Passata la bufera delle elezioni regionali, con il dibattito che sembra essere stato dedicato principalmente all’uso del citofono, possiamo tornare per un po’ a occuparci di argomenti un po’ più fondamentali, come quello dei rifiuti.
Vi ricordate di qualche mese fa quando era venuto fuori che la bioplastica, marcata come “biodegradabile”, non si degradava negli impianti di compostaggio esistenti? Bisognava buttarla nell’indifferenziato.
Dopo la fiammata di polemiche che ne era derivata, tutto è ritornato in silenzio ma, alcuni giorni fa, “Utilitalia” se ne è uscita con un interessante rapporto sulle bioplastiche. Forse non avete sentito parlare di Utilitalia perché è stata fondata abbastanza di recente, nel 2015, ma è una federazione che riunisce varie aziende di servizi pubblici incluso quelle dell’Ambiente, ovvero dei rifiuti.
Quindi, questo rapporto, definito “documento di posizionamento”, rappresenta una voce abbastanza ufficiale sull’argomento, anche se non è stato molto pubblicizzato e rimane un po’ nascosto sul loro sito. Sono 10 pagine piuttosto dense, ma di grande interesse se riuscite a districarvi nella terminologia usata, un po’ ostica per i non-addetti ai lavori.
Vi riassumo la faccenda. Per prima cosa Utilitalia descrive la direttiva europea “Sup” del 2019 (2019/904) che si riferisce alla plastica monouso, (single use plastic). La direttiva è chiara: non fa distinzione fra plastica di origine fossile o biologica, che sia o non sia “biodegradabile”.
Dice che la plastica monouso va abolita in un gran numero di casi, ovvero, niente più piatti, coltelli, forchette, cannucce, agitatori, eccetera. In altri casi, specialmente dove già esistono filiere di raccolta e riciclo, è permesso continuare a usare oggetti in plastica, ma con forti restrizioni. Il divieto non è ancora in vigore in Italia, ma tutti gli Stati europei dovranno adeguare la loro legislazione alla direttiva entro il 3 luglio 2021. Tuttavia, in Italia, la faccenda è stata capita in un altro modo.
Dice Utilitalia, a proposito dei prodotti in bioplastica, che “gli attori del mercato sembrano avere individuato in quest’ultima tipologia di manufatti i sostituti “virtuosi” dei prodotti in plastica tradizionale vietati dalla direttiva europea, con un conseguente progressivo incremento della richiesta di materiale “usa e getta” purché definibile “bio”. Dice ancora Utilitalia a proposito di questi manufatti (nota bene: Pla sta per acido polilattico e vi forse vi ricordate del fallimento recente della ditta che lo produceva in Italia, la Bio-On): “Appaiono virtuosi perché ‘si possono smaltire con l’organico’ (chiara contraddizione in termini, che dimostra la scarsa conoscenza da parte del “mercato” del mondo dei rifiuti). La cosiddetta ‘biobottle’ in PLA ne è un chiaro esempio, visto che dovrebbe sostituire un materiale, il PET, che in realtà è già gestito in un’efficace e consolidata filiera di raccolta e riciclaggio”.

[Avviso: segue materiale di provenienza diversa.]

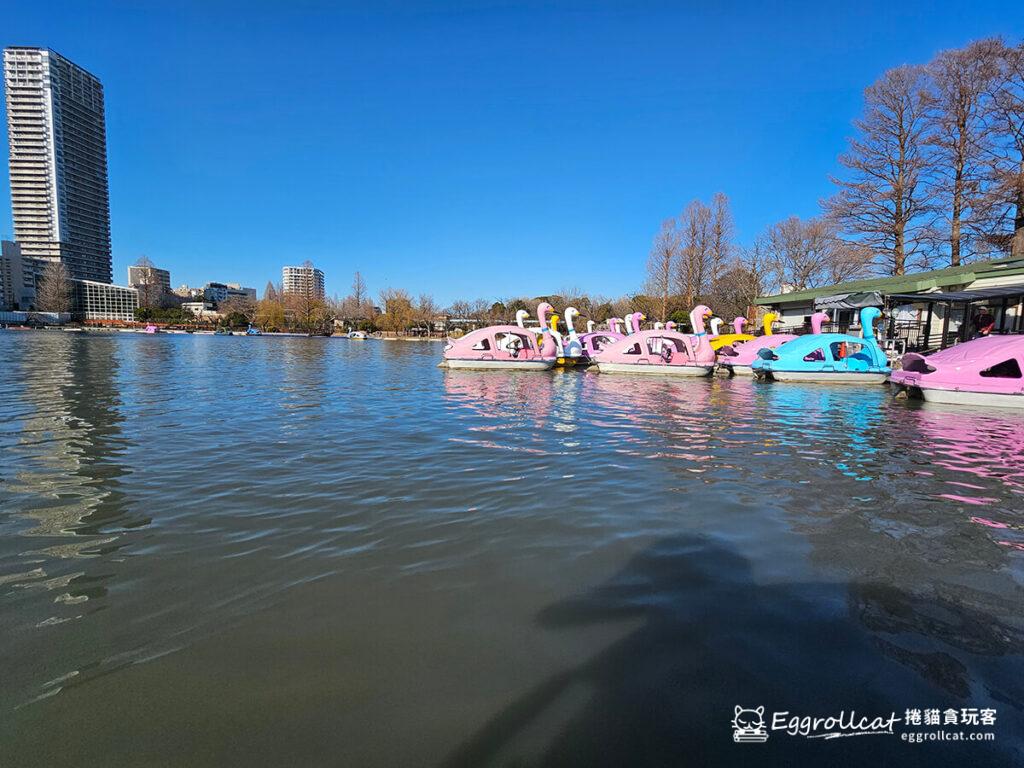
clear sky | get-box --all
[0,0,1024,304]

Il rischio è che il legislatore italiano trovi qualche trucco, come sempre si trovano nelle leggi, per non rispettare il divieto europeo consentendo, o addirittura incoraggiando il consumo di bioplastica usa e getta “in nome dell’ambiente”.
Questa non sarebbe una buona idea e genererebbe un sacco di problemi, alcuni dei quali li vediamo già. Dice Utilitalia che”…la grande richiesta di manufatti usa e getta alternativi a quelli in plastica tradizionale da parte di alcune sigle della GDO [grande distribuzione organizzata] sta portando sugli scaffali quote importanti di materiali che non sono neanche certificati ma che, nonostante questo, riportano diciture che invitano gli utilizzatori a gettare il rifiuto nella raccolta differenziata dell’organico”.

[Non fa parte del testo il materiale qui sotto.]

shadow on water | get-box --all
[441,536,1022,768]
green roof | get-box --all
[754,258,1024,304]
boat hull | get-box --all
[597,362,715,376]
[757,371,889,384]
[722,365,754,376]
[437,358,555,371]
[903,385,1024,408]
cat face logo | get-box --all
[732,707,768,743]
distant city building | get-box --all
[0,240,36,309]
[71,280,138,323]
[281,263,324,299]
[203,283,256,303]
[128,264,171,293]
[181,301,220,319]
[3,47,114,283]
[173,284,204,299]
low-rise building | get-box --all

Ora, non facciamo di ogni erba un fascio: l’imbroglio si riferisce più che altro a manufatti importati la cui origine è spesso difficile da tracciare. Ci sono manufatti prodotti in Italia che sono perfettamente compostabili negli impianti esistenti, per esempio i sacchetti del supermercato.
Il problema è che gli impianti non sono stati costruiti per gestire una massa crescente di bioplastiche di vari tipologie e composizioni. Questo crea grossi problemi tecnici per le industrie di trattamento, costi non indifferenti per nuovi impianti (che ricadranno sui cittadini) come pure grattacapi per gli utenti che dovrebbero districarsi fra i vari tipi di plastiche da smaltire.
Alla fine dei conti, la cosa più semplice sarebbe di adeguarsi alla direttiva europea: niente più plastiche monouso, punto e basta. Meno rifiuti, meno problemi. Non sarebbe la cosa migliore?